Reviewed by Kim Suhr
A Better Class of People
by Robert Lopez
Dzanc Books
April 2022, Paperback: 150 pages, ISBN: 9781950539420, $16.95usd
Of necessity, books manifest in a linear fashion: we read Page One before Page Two; Story One is generally read before Story Two. A Better Class of People, however, defies such a reading. The stories circle back on each other and sometimes on themselves, yes, but they also beg the reader to revisit them in a different order to create a new effect upon subsequent readings. And this is a book I wanted to revisit the moment I read its final word.
Every story in the collection is written in first person and in the same voice. The effect: what feels like a string of stream-of-consciousness monologues of a tragic, alienated person— possibly with severe brain injury or perhaps heavily medicated. Or both. A psychologist or neurologist might have a field day with diagnosing his dominant condition, but, to the layperson, he might seem to vacillate between narcissism and potential persecution- and messiah complexes—at one point, he even says, “I might be Jesus on the cross in this scenario”—or any other number of “conditions.” With close reading, however, the reader becomes sympathetic to his trauma, his isolation, and his grief.
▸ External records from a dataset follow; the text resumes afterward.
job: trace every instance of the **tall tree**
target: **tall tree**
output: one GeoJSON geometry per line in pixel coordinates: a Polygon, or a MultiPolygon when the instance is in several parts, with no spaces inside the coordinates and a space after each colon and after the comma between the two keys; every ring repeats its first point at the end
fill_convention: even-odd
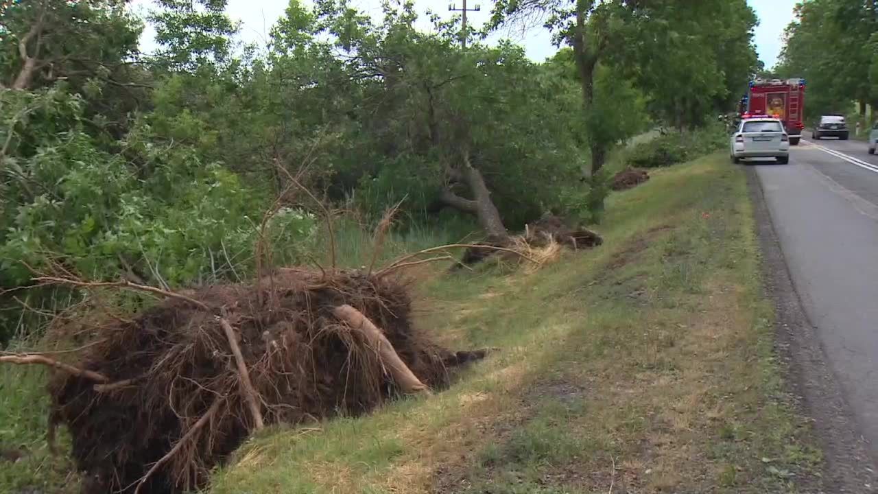
{"type": "Polygon", "coordinates": [[[238,24],[226,14],[227,0],[156,0],[149,16],[162,47],[157,62],[171,70],[192,71],[227,60],[238,24]]]}
{"type": "Polygon", "coordinates": [[[126,84],[120,72],[136,54],[141,27],[124,1],[0,3],[0,88],[89,77],[126,84]]]}

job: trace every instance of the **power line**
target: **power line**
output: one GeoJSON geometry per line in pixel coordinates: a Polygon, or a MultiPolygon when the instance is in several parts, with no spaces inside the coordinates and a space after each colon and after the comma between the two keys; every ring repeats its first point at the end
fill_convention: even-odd
{"type": "Polygon", "coordinates": [[[450,4],[448,6],[448,10],[451,12],[463,12],[464,14],[463,25],[460,30],[460,45],[464,47],[464,49],[466,49],[466,12],[478,12],[482,10],[482,7],[481,5],[476,5],[473,9],[467,9],[466,0],[462,0],[462,2],[464,3],[464,5],[461,8],[458,9],[455,7],[453,4],[450,4]]]}

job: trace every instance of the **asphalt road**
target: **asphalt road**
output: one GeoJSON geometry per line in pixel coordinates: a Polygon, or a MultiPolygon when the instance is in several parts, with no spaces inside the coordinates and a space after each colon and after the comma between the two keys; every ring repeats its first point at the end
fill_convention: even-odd
{"type": "Polygon", "coordinates": [[[751,164],[795,291],[878,461],[878,156],[865,142],[803,137],[789,164],[751,164]]]}

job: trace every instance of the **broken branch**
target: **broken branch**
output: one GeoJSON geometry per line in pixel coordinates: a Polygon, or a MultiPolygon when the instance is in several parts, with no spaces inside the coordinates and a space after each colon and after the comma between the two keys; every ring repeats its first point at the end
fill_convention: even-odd
{"type": "Polygon", "coordinates": [[[176,441],[176,444],[174,445],[174,447],[170,448],[170,451],[166,453],[164,456],[159,458],[158,461],[153,463],[153,466],[152,468],[149,469],[149,471],[148,471],[146,475],[140,477],[140,480],[138,481],[137,487],[134,489],[134,494],[140,494],[140,488],[143,487],[143,483],[146,483],[147,480],[153,476],[153,474],[158,471],[159,468],[162,467],[162,465],[163,465],[165,462],[168,461],[168,460],[170,460],[175,454],[176,454],[176,453],[180,451],[181,448],[183,448],[183,446],[186,444],[186,442],[190,440],[190,438],[195,435],[195,433],[198,432],[199,429],[205,426],[205,424],[207,424],[207,421],[210,420],[214,414],[216,414],[218,410],[220,410],[220,398],[214,400],[213,403],[211,404],[211,408],[207,410],[207,412],[202,415],[201,418],[198,418],[198,422],[192,425],[192,426],[190,427],[188,431],[186,431],[186,433],[184,434],[182,438],[180,438],[180,440],[176,441]]]}
{"type": "Polygon", "coordinates": [[[471,248],[471,247],[479,248],[479,249],[487,249],[487,250],[493,250],[493,251],[502,251],[504,252],[512,252],[513,254],[515,254],[516,256],[520,256],[522,258],[524,258],[525,259],[527,259],[527,260],[529,260],[529,261],[530,261],[530,262],[532,262],[534,264],[538,264],[538,261],[536,259],[531,258],[530,256],[528,256],[527,254],[525,254],[523,252],[521,252],[519,251],[515,251],[515,249],[509,249],[509,248],[507,248],[507,247],[498,247],[496,245],[480,245],[480,244],[478,244],[478,243],[450,243],[448,245],[439,245],[438,247],[430,247],[429,249],[424,249],[423,251],[418,251],[417,252],[413,252],[413,253],[408,254],[407,256],[403,256],[402,258],[399,258],[399,259],[397,259],[397,260],[393,261],[392,263],[391,263],[390,265],[388,265],[388,266],[381,269],[380,271],[377,272],[375,273],[375,275],[378,276],[378,277],[384,276],[388,272],[396,269],[398,265],[403,264],[404,262],[407,261],[408,259],[411,259],[413,258],[416,258],[416,257],[423,255],[423,254],[428,254],[430,252],[435,252],[435,251],[444,251],[444,250],[447,250],[447,249],[468,249],[468,248],[471,248]]]}
{"type": "Polygon", "coordinates": [[[250,381],[250,373],[247,370],[247,364],[244,362],[244,356],[241,355],[241,347],[238,346],[238,336],[234,333],[234,328],[232,327],[232,324],[229,324],[225,317],[217,317],[217,319],[219,319],[220,325],[226,331],[228,345],[232,348],[232,354],[234,355],[234,361],[238,366],[238,374],[241,375],[241,386],[243,389],[241,391],[250,409],[250,414],[253,415],[254,426],[257,431],[262,430],[265,426],[265,423],[263,422],[263,412],[259,406],[259,395],[256,393],[255,388],[253,387],[253,382],[250,381]]]}
{"type": "Polygon", "coordinates": [[[358,330],[366,337],[369,345],[378,352],[381,363],[390,371],[391,377],[393,378],[403,393],[430,394],[429,389],[402,361],[396,350],[393,349],[393,345],[384,336],[384,332],[362,312],[345,304],[334,309],[333,315],[347,323],[351,329],[358,330]]]}
{"type": "Polygon", "coordinates": [[[203,301],[198,301],[193,298],[187,297],[180,294],[174,292],[169,292],[168,290],[162,290],[162,288],[156,288],[155,287],[150,287],[148,285],[140,285],[138,283],[132,283],[127,280],[123,280],[121,281],[80,281],[79,280],[71,280],[69,278],[56,278],[54,276],[40,276],[39,278],[34,278],[34,281],[43,283],[43,284],[58,284],[58,285],[70,285],[71,287],[79,287],[82,288],[106,288],[118,287],[121,288],[129,288],[132,290],[140,290],[141,292],[149,292],[151,294],[155,294],[157,295],[162,295],[162,297],[180,299],[185,301],[199,309],[205,310],[210,310],[203,301]]]}
{"type": "Polygon", "coordinates": [[[18,365],[26,365],[26,364],[41,364],[44,366],[48,366],[50,367],[54,367],[59,370],[62,370],[68,374],[72,374],[73,375],[79,377],[85,377],[97,382],[109,382],[110,378],[104,375],[103,374],[97,373],[95,371],[90,371],[86,369],[81,369],[79,367],[75,367],[69,364],[65,364],[64,362],[59,362],[48,357],[44,357],[43,355],[33,355],[29,353],[23,353],[20,355],[3,355],[0,356],[0,362],[6,362],[9,364],[18,364],[18,365]]]}

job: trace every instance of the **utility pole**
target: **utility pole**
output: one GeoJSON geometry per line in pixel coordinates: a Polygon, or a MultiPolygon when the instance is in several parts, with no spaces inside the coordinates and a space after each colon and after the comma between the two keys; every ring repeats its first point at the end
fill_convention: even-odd
{"type": "Polygon", "coordinates": [[[461,0],[461,1],[464,3],[463,7],[461,7],[461,8],[458,9],[458,8],[455,7],[453,4],[450,4],[448,6],[448,10],[449,10],[449,11],[451,11],[451,12],[458,12],[459,11],[459,12],[463,12],[463,14],[464,14],[463,27],[460,30],[460,45],[465,50],[466,49],[466,12],[468,12],[468,11],[470,11],[470,12],[478,12],[479,11],[482,10],[482,7],[481,7],[481,5],[476,5],[476,8],[474,8],[474,9],[467,9],[466,8],[466,0],[461,0]]]}

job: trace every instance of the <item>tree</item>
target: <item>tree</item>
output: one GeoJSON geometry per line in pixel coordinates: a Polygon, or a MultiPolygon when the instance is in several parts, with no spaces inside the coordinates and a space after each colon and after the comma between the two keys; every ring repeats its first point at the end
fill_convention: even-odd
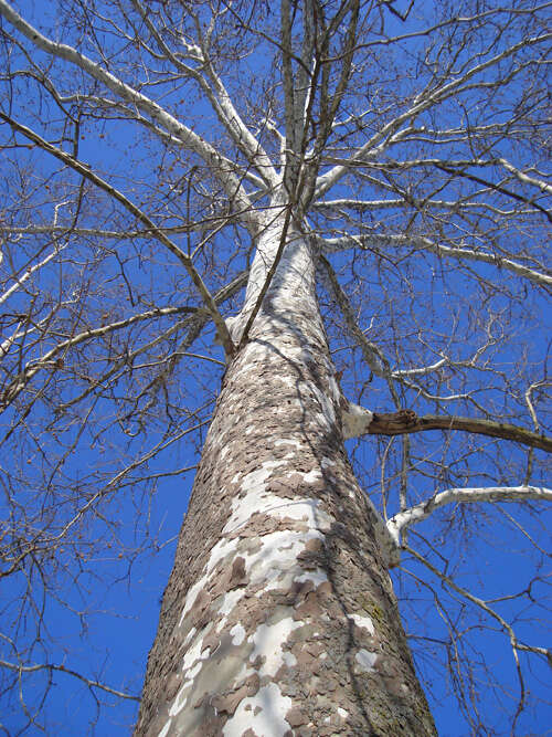
{"type": "Polygon", "coordinates": [[[156,489],[206,424],[137,735],[434,735],[432,649],[470,734],[534,725],[550,4],[0,0],[25,726],[54,673],[128,696],[54,662],[47,618],[85,621],[100,551],[162,545],[156,489]],[[521,588],[481,540],[523,544],[521,588]]]}

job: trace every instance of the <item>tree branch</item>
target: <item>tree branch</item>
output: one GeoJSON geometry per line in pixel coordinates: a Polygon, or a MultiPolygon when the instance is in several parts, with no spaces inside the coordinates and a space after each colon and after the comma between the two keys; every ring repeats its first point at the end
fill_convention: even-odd
{"type": "MultiPolygon", "coordinates": [[[[0,0],[0,3],[1,2],[2,0],[0,0]]],[[[126,198],[125,194],[123,194],[123,192],[115,189],[115,187],[113,187],[107,181],[102,179],[102,177],[98,177],[96,173],[94,173],[87,166],[85,166],[77,159],[73,158],[61,148],[57,148],[56,146],[50,144],[47,140],[44,140],[44,138],[34,133],[34,130],[31,130],[31,128],[28,128],[21,123],[18,123],[10,116],[0,113],[0,119],[8,123],[14,130],[18,130],[19,133],[23,134],[26,138],[35,143],[38,146],[43,148],[49,154],[52,154],[52,156],[55,156],[55,158],[66,164],[75,171],[78,171],[79,175],[92,181],[96,187],[104,190],[104,192],[107,192],[110,197],[120,202],[120,204],[123,204],[123,207],[126,210],[128,210],[137,220],[139,220],[141,223],[146,225],[146,228],[148,228],[153,238],[160,241],[173,255],[177,256],[177,259],[182,263],[188,274],[190,275],[195,288],[200,293],[205,304],[209,314],[213,318],[213,323],[216,326],[216,330],[221,337],[221,343],[224,346],[226,355],[232,356],[232,354],[234,352],[234,344],[232,343],[232,338],[230,337],[230,333],[226,328],[224,318],[219,312],[216,303],[213,299],[212,294],[205,286],[203,280],[201,278],[200,273],[193,265],[192,259],[190,259],[190,256],[187,255],[174,243],[174,241],[171,241],[171,239],[167,236],[163,230],[157,228],[153,221],[150,220],[148,215],[145,212],[142,212],[142,210],[140,210],[140,208],[138,208],[134,202],[131,202],[128,198],[126,198]]]]}
{"type": "Polygon", "coordinates": [[[542,486],[447,488],[425,502],[404,509],[404,512],[399,512],[388,520],[388,529],[396,544],[400,545],[400,534],[403,529],[411,525],[417,525],[418,522],[426,519],[432,512],[446,504],[457,504],[458,502],[526,502],[528,499],[552,502],[552,489],[542,486]]]}
{"type": "Polygon", "coordinates": [[[426,430],[461,430],[478,435],[511,440],[514,443],[552,453],[552,438],[507,422],[439,414],[417,417],[413,410],[400,410],[391,413],[371,412],[351,402],[343,412],[343,434],[346,438],[404,435],[413,432],[425,432],[426,430]]]}

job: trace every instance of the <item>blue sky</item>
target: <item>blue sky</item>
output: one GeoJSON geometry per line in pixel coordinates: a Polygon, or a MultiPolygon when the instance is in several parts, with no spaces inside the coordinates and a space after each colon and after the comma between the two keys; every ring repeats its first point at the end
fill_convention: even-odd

It’s impossible not to see the symbolism of his desire to connect with Esperanza, “who has been avoiding [him] of late,” woven throughout the book. Aren’t we all searching for a little hope? Though I would never call this a “pandemic book,” there is a certain synchronicity to it coming out at this time when many of us feel forlorn and disheartened.
The interstices between the longer stories are inhabited by what I have come to think of as the “subway interludes.” They are grouped separately in the Table of Contents and include a subway graphic above their titles in the body of the book. These pieces of flash fiction—some published as stand-alone pieces in various literary journals—take the reader on subway rides with our narrator as he interacts (or doesn’t) with strangers in the world outside his head. Some of these stories reveal a certain measure of self-awareness. In “Two Syndromes at Once,” he adopts the first-person plural point of view creating the effect that he is speaking for the others in the train car, but then at the end admits, “I’m still not sure why I say we when I am the only one who thinks this way or says it aloud.” In “A Better Class of People,” he mentally criticizes other men on the subway for not offering him a seat though they have offered one to a woman with a baby slung to her chest. “Sometimes it’s like I’m invisible to everyone in the world…if they knew what was wrong with me they would start a fundraiser or candlelight vigil.” However, the narrator later admits, “Truth is I never get up for others either.” There is a measure of reliability even in our “unreliable” narrator.
But the real revelations come through in the longer stories: as the narrator takes us out on“furlough” to stand in traffic, into his mother’s stories-as-distraction as she dressed him up for photographs, as he doodles stick figures in the final story of the collection. Perhaps the most atypical of the stories is “How to Live, What to Do,” which, on first blush, reads as a straight-up dystopic/post-apocalyptic story; however, taken with the others, it may well be a rendering of the here-and-now for our narrator living with mental impairment in a residential treatment facility. In other stories, he relates multiple episodes of writhing on the ground as people either kick him and rifle through his pockets—or don’t: “Sometimes people are good this way,” he comments.
But what makes a person “good?” And how does one fall into a “better class” of people? These questions seem to have followed Lopez from his earlier collection, Good People. (He even harkens back to a certain tennis match and hostage-taking.) While he doesn’t give a definitive answer, he does help us question the very notion of good and better. It might be easy to consider oneself as a “better class” of people than our narrator and those who people his world, but really?
Here there is heartache and trauma and humanity. There is detachment and longing and grief. Maybe we need to expand the umbrella that covers a “better class” of people. Or maybe, our narrator is accurate when, early in the book, he asserts, “Everyone I know is horrible.”
These stories will resonate with those who enjoy Denis Johnson’s Jesus’ Son, Junot Diaz’s This Is How You Lose Her, and George Saunders’ Tenth of December.
About the reviewer: Kim Suhr is author of the collection Nothing to Lose (Cornerstone Press, 2018) Her work has appeared in various journals including, Midwest Review, Rosebud, and Pink Panther Magazine. She was the Dennis Lehane Fellow in Fiction in the Solstice MFA program and is the Director of Red Oak Writing. She lives and writes in Southeastern Wisconsin.